Why Might People With Cellulitis be Hospitalised?
One likely reason for high cellulitis hospitalisation rates is the prevalence of community-associated methicillin-resistant Staphylococcus aureus (MRSA) (strains of S. aureus that have developed antibiotic resistance) in regional and remote communities.
A high prevalence of MRSA increases the likelihood of cellulitis hospitalisation due to:
Certain antibiotics being ineffective on MRSA strains
The need for surgical drainage of MRSA infections, which typically requires hospital care
Increased rates of MRSA-associated skin abscesses, furuncles and boils that may progress to cellulitis.
Other factors that may contribute to cellulitis hospitalisation, as well as differences between hospitalisation rates in different geographical locations, include:
Diagnostic error (under-diagnosis or over-diagnosis)
High rates of diabetes, particularly among Aboriginal and Torres Strait Islander peoples
Poorly managed diabetes
High rates of obesity, chronic venous stasis, impaired mobility and lymphoedema
High rates of streptococcal infections among Aboriginal and Torres Strait Islander peoples
Use of swimming facilities
Occupational risk factors for injuring the skin
High density of people who are more prone to cellulitis (e.g. aged care facilities)
High temperatures and humidity, which are associated with open footwear and tinea
Delayed or inadequate access to healthcare
Poor health literacy
Lack of access to dermatologists
Lack of access to culturally appropriate healthcare for Aboriginal and Torres Strait Islander peoples
Lack of integrated care that refers patients to social services and programs.
How Can We Reduce Hospitalisation for Cellulitis?
In order to reduce hospitalisation rates, earlier and more appropriate management of cellulitis is required (ACSQHC 2021c).
Strategies suggested by the Atlas include:
Addressing the social determinants of skin health (e.g. crowded living conditions)
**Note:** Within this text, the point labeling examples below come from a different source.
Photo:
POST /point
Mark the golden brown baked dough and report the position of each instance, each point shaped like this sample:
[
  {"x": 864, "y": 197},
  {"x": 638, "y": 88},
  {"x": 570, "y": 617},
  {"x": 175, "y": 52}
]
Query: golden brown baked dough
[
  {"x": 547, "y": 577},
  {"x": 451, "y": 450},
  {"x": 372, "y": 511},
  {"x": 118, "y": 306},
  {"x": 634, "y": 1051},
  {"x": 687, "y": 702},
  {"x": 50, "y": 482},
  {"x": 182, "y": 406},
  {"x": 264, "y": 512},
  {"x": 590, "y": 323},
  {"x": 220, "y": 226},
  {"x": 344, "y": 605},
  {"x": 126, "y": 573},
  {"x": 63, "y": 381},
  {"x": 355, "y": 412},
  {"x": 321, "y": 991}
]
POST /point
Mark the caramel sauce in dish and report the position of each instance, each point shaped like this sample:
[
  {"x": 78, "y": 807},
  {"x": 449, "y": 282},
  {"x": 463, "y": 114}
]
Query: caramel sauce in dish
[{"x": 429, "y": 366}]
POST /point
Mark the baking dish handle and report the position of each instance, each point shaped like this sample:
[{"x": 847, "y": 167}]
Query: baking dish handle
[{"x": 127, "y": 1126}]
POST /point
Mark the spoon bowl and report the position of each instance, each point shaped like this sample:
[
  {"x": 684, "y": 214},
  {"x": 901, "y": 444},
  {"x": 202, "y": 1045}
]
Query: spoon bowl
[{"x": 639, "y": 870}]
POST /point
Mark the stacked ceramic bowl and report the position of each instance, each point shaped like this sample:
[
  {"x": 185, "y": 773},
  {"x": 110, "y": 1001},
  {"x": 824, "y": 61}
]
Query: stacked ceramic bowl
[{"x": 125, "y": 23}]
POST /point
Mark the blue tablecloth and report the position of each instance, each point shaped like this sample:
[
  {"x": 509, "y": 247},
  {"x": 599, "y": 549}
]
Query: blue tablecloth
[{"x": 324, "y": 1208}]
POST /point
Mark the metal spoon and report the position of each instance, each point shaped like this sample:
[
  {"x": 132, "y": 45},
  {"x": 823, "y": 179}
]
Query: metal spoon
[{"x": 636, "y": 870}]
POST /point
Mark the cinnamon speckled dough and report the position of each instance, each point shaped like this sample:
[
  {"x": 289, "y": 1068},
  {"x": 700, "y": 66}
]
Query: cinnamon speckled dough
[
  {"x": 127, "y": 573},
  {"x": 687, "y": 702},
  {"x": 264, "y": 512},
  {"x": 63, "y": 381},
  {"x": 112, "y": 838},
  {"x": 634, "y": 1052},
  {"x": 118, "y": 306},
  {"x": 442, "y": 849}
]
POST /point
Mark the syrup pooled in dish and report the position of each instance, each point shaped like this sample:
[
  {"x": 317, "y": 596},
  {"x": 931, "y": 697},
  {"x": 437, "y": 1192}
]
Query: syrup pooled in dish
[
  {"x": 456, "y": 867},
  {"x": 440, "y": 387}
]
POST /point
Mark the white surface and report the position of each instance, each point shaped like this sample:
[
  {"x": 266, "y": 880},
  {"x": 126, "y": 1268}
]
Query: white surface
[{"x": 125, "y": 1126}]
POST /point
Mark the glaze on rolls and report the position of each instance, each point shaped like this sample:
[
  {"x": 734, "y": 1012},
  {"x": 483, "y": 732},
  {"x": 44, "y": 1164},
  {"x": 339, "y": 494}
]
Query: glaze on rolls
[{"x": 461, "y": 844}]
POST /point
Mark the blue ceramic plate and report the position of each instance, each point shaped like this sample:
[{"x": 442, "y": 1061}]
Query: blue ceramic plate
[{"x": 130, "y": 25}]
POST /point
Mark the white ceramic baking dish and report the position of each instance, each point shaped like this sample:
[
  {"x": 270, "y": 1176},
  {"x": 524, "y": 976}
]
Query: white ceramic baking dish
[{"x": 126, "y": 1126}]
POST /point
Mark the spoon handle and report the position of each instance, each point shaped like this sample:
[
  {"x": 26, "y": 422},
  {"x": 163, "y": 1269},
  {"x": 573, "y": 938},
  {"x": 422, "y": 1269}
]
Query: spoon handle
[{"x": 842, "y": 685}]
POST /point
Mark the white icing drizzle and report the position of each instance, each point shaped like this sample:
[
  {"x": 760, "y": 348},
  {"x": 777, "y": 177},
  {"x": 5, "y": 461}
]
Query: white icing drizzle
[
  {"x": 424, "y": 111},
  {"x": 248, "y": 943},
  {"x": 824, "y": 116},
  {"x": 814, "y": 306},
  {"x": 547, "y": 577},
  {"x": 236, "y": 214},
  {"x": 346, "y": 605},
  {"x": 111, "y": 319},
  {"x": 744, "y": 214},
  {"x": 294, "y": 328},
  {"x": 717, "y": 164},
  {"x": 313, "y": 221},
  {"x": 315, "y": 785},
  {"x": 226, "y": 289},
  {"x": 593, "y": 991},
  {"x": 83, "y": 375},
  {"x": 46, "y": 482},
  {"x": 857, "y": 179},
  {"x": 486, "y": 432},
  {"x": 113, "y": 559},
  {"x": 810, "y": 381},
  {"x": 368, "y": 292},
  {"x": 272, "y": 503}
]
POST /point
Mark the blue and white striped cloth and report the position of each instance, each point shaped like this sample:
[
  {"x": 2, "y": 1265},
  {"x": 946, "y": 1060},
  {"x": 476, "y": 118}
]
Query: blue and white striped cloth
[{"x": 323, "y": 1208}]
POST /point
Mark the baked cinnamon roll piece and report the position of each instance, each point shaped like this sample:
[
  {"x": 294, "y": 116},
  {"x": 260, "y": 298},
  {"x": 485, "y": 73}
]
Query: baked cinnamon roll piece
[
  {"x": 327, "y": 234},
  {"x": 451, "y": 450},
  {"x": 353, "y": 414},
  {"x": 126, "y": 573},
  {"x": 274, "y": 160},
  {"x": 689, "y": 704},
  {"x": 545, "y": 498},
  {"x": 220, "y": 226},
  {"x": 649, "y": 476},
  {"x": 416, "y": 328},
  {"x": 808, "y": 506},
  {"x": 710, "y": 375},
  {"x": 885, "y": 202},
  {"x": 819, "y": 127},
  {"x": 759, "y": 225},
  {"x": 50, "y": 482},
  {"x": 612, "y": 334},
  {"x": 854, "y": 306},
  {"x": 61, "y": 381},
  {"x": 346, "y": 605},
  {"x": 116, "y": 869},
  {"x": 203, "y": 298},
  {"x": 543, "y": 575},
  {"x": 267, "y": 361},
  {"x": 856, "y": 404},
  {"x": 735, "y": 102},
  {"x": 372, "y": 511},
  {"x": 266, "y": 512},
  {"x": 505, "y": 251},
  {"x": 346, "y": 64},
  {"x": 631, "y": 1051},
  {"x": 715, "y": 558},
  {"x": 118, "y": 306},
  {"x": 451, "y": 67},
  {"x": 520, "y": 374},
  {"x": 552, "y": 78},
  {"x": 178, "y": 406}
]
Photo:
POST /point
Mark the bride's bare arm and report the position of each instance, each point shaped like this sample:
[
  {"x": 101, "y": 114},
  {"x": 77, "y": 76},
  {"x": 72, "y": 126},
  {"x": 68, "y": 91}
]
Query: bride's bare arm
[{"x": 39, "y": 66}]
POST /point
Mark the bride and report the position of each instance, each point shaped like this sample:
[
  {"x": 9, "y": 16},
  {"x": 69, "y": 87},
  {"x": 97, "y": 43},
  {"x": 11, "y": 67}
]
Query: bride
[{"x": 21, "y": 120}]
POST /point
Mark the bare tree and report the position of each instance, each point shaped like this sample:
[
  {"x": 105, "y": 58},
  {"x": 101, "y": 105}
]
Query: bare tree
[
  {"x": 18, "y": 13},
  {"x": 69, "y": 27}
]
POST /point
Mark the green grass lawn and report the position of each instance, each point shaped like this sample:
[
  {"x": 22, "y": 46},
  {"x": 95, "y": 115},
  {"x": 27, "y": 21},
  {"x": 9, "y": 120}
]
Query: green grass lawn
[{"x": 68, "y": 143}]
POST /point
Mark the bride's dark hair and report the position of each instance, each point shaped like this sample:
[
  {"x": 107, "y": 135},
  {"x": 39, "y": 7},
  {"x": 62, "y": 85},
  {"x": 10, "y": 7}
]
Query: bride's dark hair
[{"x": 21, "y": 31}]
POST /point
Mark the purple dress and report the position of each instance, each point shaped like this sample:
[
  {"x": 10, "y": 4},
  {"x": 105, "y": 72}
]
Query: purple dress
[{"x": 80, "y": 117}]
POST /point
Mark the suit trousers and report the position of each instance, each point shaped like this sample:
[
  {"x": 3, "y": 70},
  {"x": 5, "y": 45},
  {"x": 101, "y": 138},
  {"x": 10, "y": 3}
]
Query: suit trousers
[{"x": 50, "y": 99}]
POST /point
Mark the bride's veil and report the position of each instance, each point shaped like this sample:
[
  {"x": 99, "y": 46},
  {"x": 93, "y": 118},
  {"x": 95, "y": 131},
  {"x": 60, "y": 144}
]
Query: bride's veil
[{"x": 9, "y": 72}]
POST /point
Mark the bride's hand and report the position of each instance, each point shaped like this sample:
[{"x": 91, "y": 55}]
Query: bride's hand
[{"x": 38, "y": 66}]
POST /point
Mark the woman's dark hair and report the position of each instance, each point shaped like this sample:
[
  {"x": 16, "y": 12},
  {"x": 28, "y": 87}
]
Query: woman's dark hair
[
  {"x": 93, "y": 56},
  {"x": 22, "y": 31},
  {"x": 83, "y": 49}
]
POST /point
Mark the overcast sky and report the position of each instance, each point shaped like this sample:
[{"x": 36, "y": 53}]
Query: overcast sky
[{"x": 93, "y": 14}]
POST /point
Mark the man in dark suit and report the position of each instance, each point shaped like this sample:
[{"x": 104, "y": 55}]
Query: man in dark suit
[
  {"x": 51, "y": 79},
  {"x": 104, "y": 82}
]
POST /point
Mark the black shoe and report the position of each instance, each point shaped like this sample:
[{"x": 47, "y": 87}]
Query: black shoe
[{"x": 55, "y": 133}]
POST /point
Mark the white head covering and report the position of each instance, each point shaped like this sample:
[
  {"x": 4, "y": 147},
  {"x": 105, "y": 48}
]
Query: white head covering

Improving the prevention and management of chronic conditions that may lead to cellulitis
Improving access to services (e.g. podiatry, lymphoedema management)
Improving the accuracy of diagnosis
Consulting with infectious diseases specialists or dermatologists early in the course of the condition
Using community models of care instead of inpatient care in hospital
Promoting skin health among Aboriginal and Torres Strait Islander peoples.